You say that Five Finger Death Punch has a sound, but thinking back to that first album -- The Way of the Fist was a heavy pummeling album. But on this album, I love that you cover “Blue on Black” or that you have a bluesier feel on “When the Seasons Change” while also having heavier songs as well. What does it mean to you to see this band continually evolve, adding more to the palette with each album?

Great question. It’s a funny thing. We get a lot of people who think, “Oh they’re only repeating the same thing” and there are other people who are just like, “I wish they were just like the first record.” I think the sound is evolving and if you look at the first record and really the first two records – The Way of the Fist, I wrote 95 percent of that record. Somebody had to lay down the base and the foundation. It sounds like how I sound like. Then on the second LP, we had Jason [Hook] coming in and adding to the whole operation. With the third record, Ivan came in more and it was more equal. This is what I mean by this is how it sounds with these five guys together. The first record, Jason wasn’t there and you can hear it. He’s more of a rock guy and I’m a metalhead, so you can kind of see how the band has grown to have more of a balance of hard rock and heavy metal. Each of our influences is on it and that’s how we’ve created what it is today.

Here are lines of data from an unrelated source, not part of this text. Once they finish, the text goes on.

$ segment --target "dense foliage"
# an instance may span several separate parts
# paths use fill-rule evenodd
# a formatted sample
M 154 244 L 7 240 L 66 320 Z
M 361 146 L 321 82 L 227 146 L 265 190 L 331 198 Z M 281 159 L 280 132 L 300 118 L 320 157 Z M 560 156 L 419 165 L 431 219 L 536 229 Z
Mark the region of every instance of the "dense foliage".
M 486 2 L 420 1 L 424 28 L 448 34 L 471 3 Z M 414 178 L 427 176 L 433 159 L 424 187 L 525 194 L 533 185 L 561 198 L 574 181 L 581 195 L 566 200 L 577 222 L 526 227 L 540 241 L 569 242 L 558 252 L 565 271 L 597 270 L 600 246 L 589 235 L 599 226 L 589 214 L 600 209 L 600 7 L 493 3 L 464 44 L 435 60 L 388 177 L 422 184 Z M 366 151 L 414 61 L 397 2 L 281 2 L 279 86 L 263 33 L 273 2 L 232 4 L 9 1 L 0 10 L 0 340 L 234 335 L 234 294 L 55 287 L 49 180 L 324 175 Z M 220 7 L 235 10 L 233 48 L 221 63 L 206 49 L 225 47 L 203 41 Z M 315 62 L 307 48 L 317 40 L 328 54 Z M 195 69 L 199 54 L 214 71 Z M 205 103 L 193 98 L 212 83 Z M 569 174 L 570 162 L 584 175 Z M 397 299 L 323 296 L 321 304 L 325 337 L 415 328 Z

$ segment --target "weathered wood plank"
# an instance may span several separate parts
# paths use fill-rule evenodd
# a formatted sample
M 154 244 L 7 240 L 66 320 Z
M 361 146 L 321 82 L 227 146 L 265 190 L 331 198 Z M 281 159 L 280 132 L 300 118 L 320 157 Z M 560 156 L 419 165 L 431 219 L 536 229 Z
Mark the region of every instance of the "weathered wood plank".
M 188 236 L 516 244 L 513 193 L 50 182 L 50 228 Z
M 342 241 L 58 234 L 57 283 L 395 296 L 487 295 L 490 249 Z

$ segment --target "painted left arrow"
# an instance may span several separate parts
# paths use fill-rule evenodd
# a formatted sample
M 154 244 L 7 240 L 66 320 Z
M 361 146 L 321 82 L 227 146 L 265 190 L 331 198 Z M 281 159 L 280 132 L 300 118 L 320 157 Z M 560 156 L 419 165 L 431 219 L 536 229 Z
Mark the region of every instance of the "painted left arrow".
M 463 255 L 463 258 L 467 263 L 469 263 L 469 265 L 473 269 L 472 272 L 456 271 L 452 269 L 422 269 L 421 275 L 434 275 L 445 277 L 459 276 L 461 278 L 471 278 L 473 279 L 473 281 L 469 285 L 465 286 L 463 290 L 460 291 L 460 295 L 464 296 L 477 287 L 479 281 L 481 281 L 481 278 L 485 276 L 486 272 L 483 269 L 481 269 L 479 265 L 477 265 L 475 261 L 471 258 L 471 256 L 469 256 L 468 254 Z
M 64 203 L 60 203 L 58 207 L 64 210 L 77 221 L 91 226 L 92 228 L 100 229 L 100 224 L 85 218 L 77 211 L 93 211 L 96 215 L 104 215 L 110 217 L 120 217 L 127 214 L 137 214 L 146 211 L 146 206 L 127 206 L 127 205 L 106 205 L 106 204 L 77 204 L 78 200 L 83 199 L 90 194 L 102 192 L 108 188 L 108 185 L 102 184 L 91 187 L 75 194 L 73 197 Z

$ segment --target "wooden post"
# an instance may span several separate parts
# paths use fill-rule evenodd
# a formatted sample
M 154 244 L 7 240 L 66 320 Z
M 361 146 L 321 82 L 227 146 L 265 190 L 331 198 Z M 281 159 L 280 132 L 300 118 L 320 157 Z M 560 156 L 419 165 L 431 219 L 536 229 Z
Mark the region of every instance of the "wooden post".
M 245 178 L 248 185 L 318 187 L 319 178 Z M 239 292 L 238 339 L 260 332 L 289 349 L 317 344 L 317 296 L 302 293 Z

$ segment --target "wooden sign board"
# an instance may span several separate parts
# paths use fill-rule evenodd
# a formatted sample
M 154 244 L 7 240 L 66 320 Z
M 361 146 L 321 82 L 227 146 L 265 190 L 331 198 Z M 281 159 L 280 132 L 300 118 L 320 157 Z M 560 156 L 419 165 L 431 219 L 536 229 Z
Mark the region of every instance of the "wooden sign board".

We always experimented to a degree, but take the double record. There’s 25 or 26 songs and with that many, you can experiment of five or six songs because there’s so many. Fans get the record and they still have the pulse even though we experimented with different influences on four, five or six songs. When you have one record and you have 12 songs, and you do that much experimenting, fans will say, “Wow, this is not even the same band.”

“Blue on Black,” it’s a different song. Kenny Wayne Shepherd, I’d never seen his band. It’s not my vibe. But when we did that song, once it was done I was surprised. It fits in the record and I don’t see it sticking out too far. It still sounds like Five Finger Death Punch, but it is something different. At the end, I was like, “Wow, I didn’t expect this to work but it did.”